If you take one idea from Sternberg into physics, make it the (or momentum map).
Shlomo Sternberg (1936–2024) was a towering figure at Harvard University, but unlike many pure mathematicians, he maintained a deep, almost romantic relationship with classical physics. His seminal work, Group Theory and Physics (1994), remains a bible for theoretical physicists who hate sloppy notation. sternberg group theory and physics new
While symplectic geometry is the language of classical Hamiltonian mechanics, Sternberg has long argued that it is equally foundational for , via deformation quantization. If you take one idea from Sternberg into
This simple example is a paradigm : Classical symmetry group → moment map → coadjoint orbit → quantum system. Sternberg showed this pipeline works for infinitely more complex systems, from Yang-Mills fields to gravitational waves. While symplectic geometry is the language of classical
There is a philosophical depth to Sternberg’s approach that transcends the equations. He approaches physics with the rigor of a pure mathematician, stripping away the physical intuition to reveal the skeletal structure underneath. This can be unsettling; it removes the comfort of visualizable models.
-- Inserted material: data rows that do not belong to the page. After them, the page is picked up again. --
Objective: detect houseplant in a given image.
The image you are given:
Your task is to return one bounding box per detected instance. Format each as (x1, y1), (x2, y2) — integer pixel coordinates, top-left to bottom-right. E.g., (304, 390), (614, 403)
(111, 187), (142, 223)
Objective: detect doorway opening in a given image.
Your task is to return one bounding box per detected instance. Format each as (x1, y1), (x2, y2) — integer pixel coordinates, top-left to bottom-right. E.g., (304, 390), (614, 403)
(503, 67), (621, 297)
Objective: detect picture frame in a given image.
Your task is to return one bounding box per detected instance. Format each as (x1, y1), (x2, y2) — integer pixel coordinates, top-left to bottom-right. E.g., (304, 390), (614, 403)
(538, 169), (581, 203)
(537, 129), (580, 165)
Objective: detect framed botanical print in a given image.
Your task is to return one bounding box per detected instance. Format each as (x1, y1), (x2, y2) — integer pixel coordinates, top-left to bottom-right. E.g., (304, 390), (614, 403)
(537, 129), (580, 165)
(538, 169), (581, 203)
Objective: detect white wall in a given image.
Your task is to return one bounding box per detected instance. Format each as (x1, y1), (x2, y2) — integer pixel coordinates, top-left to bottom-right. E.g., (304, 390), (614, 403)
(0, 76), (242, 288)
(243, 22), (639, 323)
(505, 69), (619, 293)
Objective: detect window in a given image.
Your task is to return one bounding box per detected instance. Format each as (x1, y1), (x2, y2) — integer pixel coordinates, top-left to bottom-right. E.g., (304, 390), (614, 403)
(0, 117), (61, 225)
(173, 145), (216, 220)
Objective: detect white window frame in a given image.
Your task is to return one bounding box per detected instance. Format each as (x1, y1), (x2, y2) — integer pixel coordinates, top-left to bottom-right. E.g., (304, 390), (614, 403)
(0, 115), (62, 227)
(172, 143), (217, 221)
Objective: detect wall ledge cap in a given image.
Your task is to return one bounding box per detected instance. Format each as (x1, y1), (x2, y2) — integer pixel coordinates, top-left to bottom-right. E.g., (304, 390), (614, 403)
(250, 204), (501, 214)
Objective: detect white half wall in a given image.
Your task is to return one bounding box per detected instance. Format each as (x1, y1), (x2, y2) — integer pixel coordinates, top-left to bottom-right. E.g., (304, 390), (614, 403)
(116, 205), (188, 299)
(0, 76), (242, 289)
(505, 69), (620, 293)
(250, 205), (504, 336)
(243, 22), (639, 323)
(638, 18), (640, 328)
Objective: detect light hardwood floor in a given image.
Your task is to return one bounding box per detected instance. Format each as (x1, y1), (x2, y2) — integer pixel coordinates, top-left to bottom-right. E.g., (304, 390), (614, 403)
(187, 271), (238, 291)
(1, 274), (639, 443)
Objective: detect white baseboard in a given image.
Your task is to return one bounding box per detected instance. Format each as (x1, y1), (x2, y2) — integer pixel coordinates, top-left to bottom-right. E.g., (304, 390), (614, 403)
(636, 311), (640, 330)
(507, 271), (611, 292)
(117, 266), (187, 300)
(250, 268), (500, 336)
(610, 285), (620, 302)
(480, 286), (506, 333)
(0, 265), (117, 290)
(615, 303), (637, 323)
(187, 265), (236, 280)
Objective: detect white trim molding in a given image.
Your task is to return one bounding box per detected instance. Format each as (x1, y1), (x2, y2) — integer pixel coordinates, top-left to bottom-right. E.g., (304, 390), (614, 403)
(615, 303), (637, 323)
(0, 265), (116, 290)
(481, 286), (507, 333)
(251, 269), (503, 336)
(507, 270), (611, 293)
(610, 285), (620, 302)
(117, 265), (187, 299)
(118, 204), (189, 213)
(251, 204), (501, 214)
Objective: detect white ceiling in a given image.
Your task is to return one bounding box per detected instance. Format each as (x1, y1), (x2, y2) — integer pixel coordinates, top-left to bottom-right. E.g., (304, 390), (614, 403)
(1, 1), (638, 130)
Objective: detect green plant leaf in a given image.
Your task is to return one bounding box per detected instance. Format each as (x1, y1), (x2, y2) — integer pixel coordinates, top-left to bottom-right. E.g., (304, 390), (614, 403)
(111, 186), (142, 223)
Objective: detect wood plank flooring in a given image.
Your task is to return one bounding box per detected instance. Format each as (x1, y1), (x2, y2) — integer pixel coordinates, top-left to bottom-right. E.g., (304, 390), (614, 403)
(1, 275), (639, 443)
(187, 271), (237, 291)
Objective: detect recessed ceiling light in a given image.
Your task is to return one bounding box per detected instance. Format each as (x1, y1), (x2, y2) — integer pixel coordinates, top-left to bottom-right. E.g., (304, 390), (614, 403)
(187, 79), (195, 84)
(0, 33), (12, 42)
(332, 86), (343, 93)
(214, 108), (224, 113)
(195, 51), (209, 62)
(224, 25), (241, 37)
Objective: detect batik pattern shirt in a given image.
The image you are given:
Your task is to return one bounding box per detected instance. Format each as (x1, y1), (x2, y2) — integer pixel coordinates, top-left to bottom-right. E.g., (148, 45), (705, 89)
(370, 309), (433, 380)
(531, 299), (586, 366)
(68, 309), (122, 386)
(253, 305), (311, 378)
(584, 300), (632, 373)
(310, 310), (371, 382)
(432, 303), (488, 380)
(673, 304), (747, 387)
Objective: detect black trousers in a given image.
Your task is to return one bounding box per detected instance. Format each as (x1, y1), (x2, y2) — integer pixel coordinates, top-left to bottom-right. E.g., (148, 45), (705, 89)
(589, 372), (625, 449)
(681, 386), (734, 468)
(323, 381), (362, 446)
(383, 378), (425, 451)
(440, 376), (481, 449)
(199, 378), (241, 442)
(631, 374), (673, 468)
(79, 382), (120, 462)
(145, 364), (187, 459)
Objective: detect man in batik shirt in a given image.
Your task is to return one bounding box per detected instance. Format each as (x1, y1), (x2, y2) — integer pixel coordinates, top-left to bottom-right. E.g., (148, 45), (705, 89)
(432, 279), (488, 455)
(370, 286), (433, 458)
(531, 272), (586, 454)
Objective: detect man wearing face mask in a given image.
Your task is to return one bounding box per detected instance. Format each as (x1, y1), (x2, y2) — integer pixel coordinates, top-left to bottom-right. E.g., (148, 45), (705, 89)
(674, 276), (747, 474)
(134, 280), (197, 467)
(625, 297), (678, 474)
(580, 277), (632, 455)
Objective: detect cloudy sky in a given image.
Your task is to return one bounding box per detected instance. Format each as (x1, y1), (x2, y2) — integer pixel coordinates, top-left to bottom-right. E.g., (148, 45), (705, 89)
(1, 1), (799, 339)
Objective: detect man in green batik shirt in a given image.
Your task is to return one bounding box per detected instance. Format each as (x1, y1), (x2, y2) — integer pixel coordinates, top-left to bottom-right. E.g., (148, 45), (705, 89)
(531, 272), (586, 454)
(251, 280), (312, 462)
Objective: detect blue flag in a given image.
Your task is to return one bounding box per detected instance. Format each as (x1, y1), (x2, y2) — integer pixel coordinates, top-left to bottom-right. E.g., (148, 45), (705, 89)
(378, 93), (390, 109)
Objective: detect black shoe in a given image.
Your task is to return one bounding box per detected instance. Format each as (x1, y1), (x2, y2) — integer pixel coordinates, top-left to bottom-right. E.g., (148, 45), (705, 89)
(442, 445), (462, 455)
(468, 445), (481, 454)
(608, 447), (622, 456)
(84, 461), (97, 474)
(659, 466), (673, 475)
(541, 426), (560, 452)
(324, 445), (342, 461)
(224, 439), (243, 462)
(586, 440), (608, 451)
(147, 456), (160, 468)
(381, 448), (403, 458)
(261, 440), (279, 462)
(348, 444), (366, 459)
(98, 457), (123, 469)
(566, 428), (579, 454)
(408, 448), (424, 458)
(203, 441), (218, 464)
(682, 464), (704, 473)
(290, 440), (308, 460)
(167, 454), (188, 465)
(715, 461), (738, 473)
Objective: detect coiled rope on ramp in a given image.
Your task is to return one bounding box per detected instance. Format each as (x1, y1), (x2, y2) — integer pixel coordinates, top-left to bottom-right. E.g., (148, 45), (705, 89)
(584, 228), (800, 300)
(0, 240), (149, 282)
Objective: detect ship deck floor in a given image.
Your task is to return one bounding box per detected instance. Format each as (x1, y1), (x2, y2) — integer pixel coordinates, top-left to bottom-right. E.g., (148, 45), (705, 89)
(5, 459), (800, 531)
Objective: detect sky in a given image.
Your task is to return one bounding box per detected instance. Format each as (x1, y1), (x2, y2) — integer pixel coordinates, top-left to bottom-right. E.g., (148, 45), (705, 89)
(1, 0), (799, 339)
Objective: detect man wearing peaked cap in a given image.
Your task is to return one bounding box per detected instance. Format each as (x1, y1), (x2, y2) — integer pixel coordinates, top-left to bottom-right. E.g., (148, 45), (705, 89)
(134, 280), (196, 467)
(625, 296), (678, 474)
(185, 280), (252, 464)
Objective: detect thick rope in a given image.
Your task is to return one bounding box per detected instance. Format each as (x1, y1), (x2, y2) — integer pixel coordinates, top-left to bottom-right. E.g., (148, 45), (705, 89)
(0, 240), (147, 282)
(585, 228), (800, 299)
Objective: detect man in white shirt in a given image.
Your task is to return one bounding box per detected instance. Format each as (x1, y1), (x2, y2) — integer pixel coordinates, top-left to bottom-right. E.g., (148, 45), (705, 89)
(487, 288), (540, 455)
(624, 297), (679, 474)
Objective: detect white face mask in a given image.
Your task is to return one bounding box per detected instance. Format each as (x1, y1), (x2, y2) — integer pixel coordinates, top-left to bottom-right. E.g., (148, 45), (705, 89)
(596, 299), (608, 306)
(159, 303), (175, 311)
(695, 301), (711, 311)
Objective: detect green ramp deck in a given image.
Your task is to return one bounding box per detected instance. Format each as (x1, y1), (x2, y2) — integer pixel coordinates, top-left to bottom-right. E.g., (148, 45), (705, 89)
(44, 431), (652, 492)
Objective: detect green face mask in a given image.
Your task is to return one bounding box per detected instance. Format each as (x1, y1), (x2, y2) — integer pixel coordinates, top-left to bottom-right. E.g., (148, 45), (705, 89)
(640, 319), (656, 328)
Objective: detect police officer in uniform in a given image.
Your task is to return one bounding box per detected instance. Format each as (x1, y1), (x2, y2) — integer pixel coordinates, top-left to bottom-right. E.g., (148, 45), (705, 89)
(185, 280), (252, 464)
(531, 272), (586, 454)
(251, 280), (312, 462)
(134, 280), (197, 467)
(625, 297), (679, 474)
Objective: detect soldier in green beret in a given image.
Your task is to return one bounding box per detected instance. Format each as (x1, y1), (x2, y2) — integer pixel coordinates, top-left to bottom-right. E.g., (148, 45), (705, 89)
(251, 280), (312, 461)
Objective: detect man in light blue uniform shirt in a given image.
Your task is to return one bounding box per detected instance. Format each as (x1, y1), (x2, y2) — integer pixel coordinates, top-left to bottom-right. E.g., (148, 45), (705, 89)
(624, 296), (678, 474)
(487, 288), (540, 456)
If you take one idea from Sternberg into physics, make it the (or momentum map).
Shlomo Sternberg (1936–2024) was a towering figure at Harvard University, but unlike many pure mathematicians, he maintained a deep, almost romantic relationship with classical physics. His seminal work, Group Theory and Physics (1994), remains a bible for theoretical physicists who hate sloppy notation.
While symplectic geometry is the language of classical Hamiltonian mechanics, Sternberg has long argued that it is equally foundational for , via deformation quantization.
This simple example is a paradigm : Classical symmetry group → moment map → coadjoint orbit → quantum system. Sternberg showed this pipeline works for infinitely more complex systems, from Yang-Mills fields to gravitational waves.
There is a philosophical depth to Sternberg’s approach that transcends the equations. He approaches physics with the rigor of a pure mathematician, stripping away the physical intuition to reveal the skeletal structure underneath. This can be unsettling; it removes the comfort of visualizable models.